As scientists race to develop vaccines and treatments for COVID-19, there’s one drug that’s been getting a lot of attention: remdesivir. The Food and Drug Administration (FDA) has granted emergency use authorization to use it to treat the new virus.
Developed by pharmaceutical giant Gilead Sciences, remdesivir is an antiviral drug that was originally meant to fight the Ebola virus after an outbreak struck in 2013, but it was so ineffective that it was eventually shelved. However, despite its initial failures, remdesivir was later shown to be effective against both SARS and MERS, and is now being tested in new clinical trials as a potential treatment against COVID-19.
Early results from those tests have health authorities feeling “very optimistic,” in the words of Dr. Anthony Fauci. Early results of a federal study indicated remdesivir may speed the recovery of COVID-19 patients.
“It is currently the most promising antiviral drug in development for the treatment of SARS-CoV-2, the coronavirus that causes COVID-19,” Dr. Melissa Maginnis, a research scientist from the University of Maine who specializes in molecular virology and viral pathogenesis, told Digital Trends.
Here’s a quick overview of how remdesivir works, where it is on the testing timeline, and why it could be effective against the novel coronavirus.
How does remdesivir work?
Like most antiviral drugs, remdesivir works by preventing the SARS-CoV-2 virus from making copies of itself. Instead of blocking viral receptors, remdesivir goes right after the heart of the virus: Its RNA and the polymerase enzyme that it uses to make copies of itself. Remdesivir is a nucleotide analog that mimics adenosine, one of the four building blocks of RNA and DNA. When a virus infects a cell and starts making copies of itself, remdesivir is slyly inserted into the viral genome instead of adenosine.
Once remdesivir’s nucleotide has inserted itself, the virus can try to make a copy of its RNA, but it won’t be able to. The presence of remdesivir stops the replication process dead in its tracks. If the coronavirus cannot multiply, its devastating respiratory effects are effectively neutralized.
Remdesivir may also have one other benefit: It likely won’t hurt the patient’s other cells because it targets just the virus.
“One of the reasons that an antiviral that specifically targets the viral polymerase is promising is because it should not have negative effects on the cell, but will shut down virus synthesis specifically,” Maginnis said.
Is remdesivir effective?
When COVID-19 exploded globally, remdesivir was dusted off and used as a last-ditch treatment for some of the first COVID-19 patients in the United States. Data from a coronavirus drug trial the National Institute of Allergy and Infectious Diseases released showed Covid-19 patients who took remdesivir usually recovered after 11 days. Those who didn’t take the drug took an average of 15 days to recover.
The first reported patient in the U.S. to contract COVID-19 was a 35-year-old man who had visited Wuhan, China. He began developing symptoms consistent with COVID-19 in early January shortly after he returned home from his trip. After six days in the hospital, his symptoms had worsened significantly, and he developed pneumonia severe enough that he required supplemental oxygen to survive. As such, the man’s doctors received permission for the compassionate use of remdesivir, and within a day, the patient’s condition improved dramatically.

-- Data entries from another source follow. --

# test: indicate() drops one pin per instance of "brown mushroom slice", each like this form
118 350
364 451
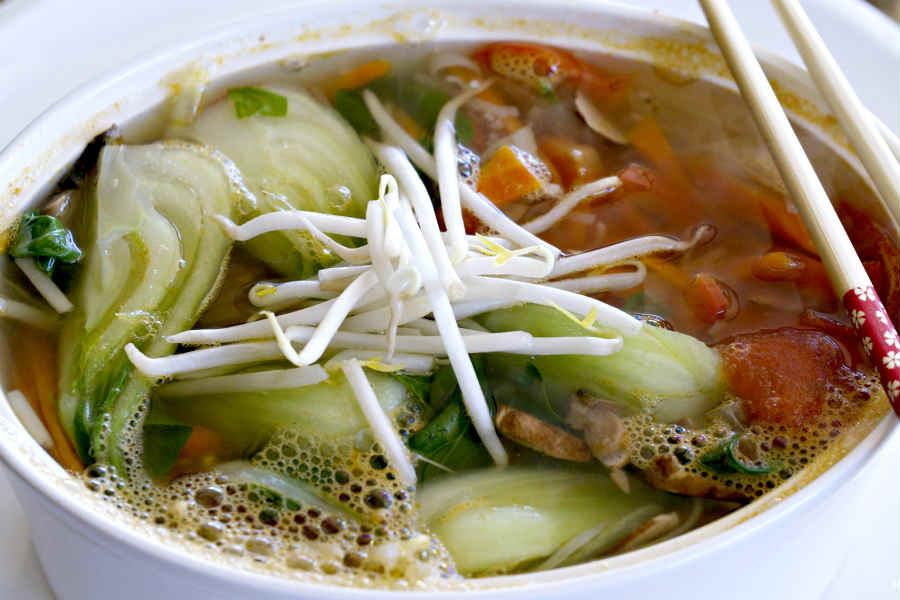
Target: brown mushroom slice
667 474
603 432
540 436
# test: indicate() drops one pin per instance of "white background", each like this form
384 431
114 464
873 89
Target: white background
49 47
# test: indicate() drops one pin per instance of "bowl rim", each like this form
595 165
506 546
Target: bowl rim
662 556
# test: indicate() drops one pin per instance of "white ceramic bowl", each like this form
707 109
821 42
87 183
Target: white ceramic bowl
87 554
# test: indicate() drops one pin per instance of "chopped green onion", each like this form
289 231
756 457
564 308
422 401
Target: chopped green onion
249 101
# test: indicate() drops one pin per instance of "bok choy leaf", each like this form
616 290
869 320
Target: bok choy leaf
155 259
44 238
246 420
502 520
308 159
449 439
669 374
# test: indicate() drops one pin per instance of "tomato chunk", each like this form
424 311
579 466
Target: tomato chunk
781 374
576 163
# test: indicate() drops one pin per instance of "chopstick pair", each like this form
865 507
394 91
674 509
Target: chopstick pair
849 279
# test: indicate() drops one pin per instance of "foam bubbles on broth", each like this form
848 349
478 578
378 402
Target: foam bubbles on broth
379 543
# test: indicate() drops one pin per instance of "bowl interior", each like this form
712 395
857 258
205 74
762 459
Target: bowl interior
322 36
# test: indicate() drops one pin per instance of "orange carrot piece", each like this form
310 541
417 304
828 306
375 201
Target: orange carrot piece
45 377
668 271
785 226
359 76
651 141
35 376
576 163
778 266
510 122
407 122
539 67
507 177
706 298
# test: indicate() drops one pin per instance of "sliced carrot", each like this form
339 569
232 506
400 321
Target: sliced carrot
45 377
576 163
35 376
778 266
785 226
706 298
359 76
509 175
651 141
510 122
541 68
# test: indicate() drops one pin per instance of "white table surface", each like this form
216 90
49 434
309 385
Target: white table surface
49 47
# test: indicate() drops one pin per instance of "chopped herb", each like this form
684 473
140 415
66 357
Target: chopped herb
450 438
164 438
723 460
249 101
417 385
352 107
45 239
419 100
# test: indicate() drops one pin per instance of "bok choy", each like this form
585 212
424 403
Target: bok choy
501 520
247 419
308 159
669 374
154 260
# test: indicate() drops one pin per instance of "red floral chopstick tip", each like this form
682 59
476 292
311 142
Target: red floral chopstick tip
878 337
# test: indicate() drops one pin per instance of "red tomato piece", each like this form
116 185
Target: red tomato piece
781 374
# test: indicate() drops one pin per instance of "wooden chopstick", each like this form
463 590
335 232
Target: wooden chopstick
855 120
848 276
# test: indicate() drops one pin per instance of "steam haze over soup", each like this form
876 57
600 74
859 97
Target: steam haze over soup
408 316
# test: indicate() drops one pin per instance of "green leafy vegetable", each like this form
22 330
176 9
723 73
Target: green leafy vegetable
248 419
417 385
419 100
449 439
318 164
502 520
282 492
352 107
723 460
249 101
516 381
164 438
155 260
44 238
669 374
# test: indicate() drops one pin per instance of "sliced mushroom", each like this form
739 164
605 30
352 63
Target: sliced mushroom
666 473
597 120
603 431
531 432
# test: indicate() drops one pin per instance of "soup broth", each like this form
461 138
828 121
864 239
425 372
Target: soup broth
561 431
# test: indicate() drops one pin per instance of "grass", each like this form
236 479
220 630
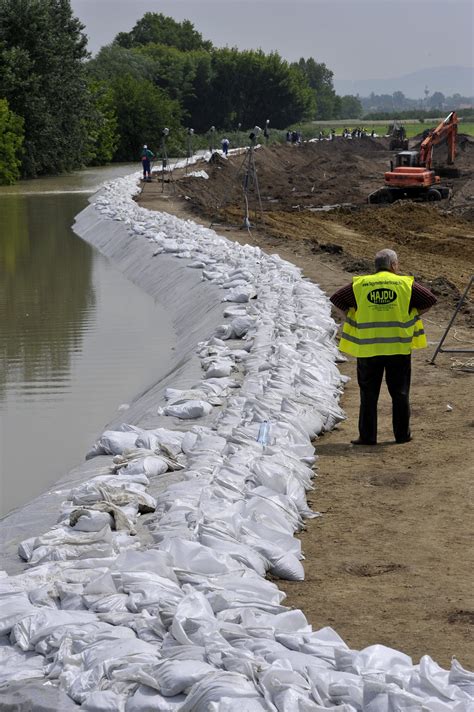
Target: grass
413 128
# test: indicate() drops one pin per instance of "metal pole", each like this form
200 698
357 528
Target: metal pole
458 307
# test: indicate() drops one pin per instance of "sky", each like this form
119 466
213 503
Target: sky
356 39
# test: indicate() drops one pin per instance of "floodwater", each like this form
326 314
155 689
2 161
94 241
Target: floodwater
77 339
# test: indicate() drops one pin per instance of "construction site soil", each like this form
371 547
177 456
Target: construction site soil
390 559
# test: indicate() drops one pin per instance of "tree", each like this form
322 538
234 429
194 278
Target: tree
142 111
154 28
319 78
11 143
115 61
42 48
101 125
436 100
250 86
350 107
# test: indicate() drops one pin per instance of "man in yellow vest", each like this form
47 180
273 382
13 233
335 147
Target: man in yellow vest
381 329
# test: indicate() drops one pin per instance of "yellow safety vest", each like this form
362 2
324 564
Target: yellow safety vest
382 324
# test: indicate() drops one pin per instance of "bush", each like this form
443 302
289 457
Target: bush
11 144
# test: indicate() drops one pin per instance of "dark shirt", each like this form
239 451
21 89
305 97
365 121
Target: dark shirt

Three of the first 12 patients confirmed to have COVID-19 also were treated with the compassionate use of remdesivir. All 12 patients survived, though due to the circumstances, it’s impossible to know whether the patients would’ve survived without antiviral medication or not.
A Chicago hospital that has been testing remdesivir on severe COVID-19 patients in a closely watched clinical trial has reported highly promising results, including “rapid recoveries in fever and respiratory symptoms, with nearly all patients discharged in less than a week,” according to a report from Stat News.
And a federal trial found that remdesivir may be able to treat the virus, though that data has yet to be peer-reviewed. Trump administration officials hailed the findings as a success, with President Donald Trump saying the drug proves there’s a “light at the end of the tunnel.”
What happens next?
These early cases suggest remdesivir may be a viable treatment option, but further study is needed. Clinical trials in China are already underway, but the full results of these studies haven’t been released yet.
Though the FDA has given emergency use authorization for remdesivir, the drug hasn’t been as thoroughly studied as FDA-approved drugs, and the results of the National Institute of Allergy and Infectious Diseases study have not been peer reviewed.
Even if remdesivir is approved for use, Gilead will still face production and distribution challenges, as the drug will almost certainly be in high demand. In fact, those challenges have already arisen. Gilead Sciences announced on March 23 that it was limiting remdesivir usage to its clinical trials and was curtailing compassionate use due to overwhelming demand for the drug.